Vas por el pasillo o por una
escalera con prisas, agobiado por el peso del calendario, cansado de
madrugar y de intentar explicar en clase algo decente a quienes ni
siquiera te miran a la cara cuando, de repente, te encuentras a veces
con unos ojos radiantes de felicidad que destilan amor a la vida, los
de una antigua alumna que aún recuerda momentos de mis clases de
Literatura.
Y en ese momento, más allá
de las máscaras que nos imponen las convenciones, en el encuentro de
dos almas que se miran, gracias a la profundidad de esa preciosa
sonrisa, la mañana se llena de luz. Es la suya sonrisa alegre que
traspasa tu máscara de profesor adusto, que desarma tu ingrato papel
de pastor del vociferante rebaño de los pasillos.

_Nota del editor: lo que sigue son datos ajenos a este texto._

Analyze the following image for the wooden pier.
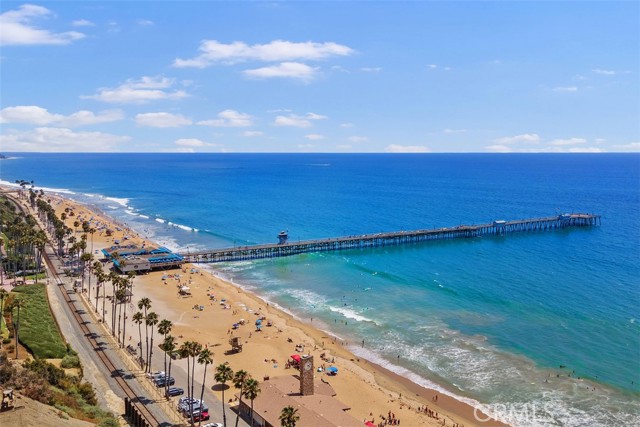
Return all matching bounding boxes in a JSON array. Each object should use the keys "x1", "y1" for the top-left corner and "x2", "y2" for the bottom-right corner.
[{"x1": 179, "y1": 213, "x2": 601, "y2": 264}]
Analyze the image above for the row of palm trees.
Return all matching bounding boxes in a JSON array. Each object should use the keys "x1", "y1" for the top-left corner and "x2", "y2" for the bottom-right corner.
[
  {"x1": 20, "y1": 189, "x2": 301, "y2": 427},
  {"x1": 0, "y1": 197, "x2": 48, "y2": 285}
]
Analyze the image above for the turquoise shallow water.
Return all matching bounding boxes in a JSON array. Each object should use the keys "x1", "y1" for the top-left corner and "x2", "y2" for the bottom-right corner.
[{"x1": 1, "y1": 153, "x2": 638, "y2": 426}]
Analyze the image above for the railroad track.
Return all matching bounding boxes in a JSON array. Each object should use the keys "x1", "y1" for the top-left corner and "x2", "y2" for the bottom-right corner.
[{"x1": 43, "y1": 243, "x2": 162, "y2": 427}]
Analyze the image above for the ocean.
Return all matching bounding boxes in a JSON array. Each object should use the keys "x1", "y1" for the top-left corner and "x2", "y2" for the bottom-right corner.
[{"x1": 1, "y1": 153, "x2": 638, "y2": 426}]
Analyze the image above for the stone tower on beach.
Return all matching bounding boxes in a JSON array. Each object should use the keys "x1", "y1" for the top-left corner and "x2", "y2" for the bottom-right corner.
[{"x1": 299, "y1": 355, "x2": 314, "y2": 396}]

Te das cuenta entonces de lo
difícil que es encontrarte hoy delante de tus ojos una sonrisa
franca, sincera y abierta como ésa, heredada de sus ancestros al
final de una cadena de siglos.
La historia de una persona es
también, entre otras, la historia de su rostro y en esta vida
hostil, por desgracia, abundan los gestos ruines, resentidos y
torcidos por encima de sonrisas amables y sin dobleces como la de
esta niña, sonrisas que te hacen amar el simple hecho de estar vivo,
el simple y al mismo tiempo maravilloso acto de comunicarte sin
palabras con otra persona en un diálogo de complicidad y cordialidad
que dura sólo un mágico instante en una escalera bulliciosa
inundada de una luz sobrenatural de invierno.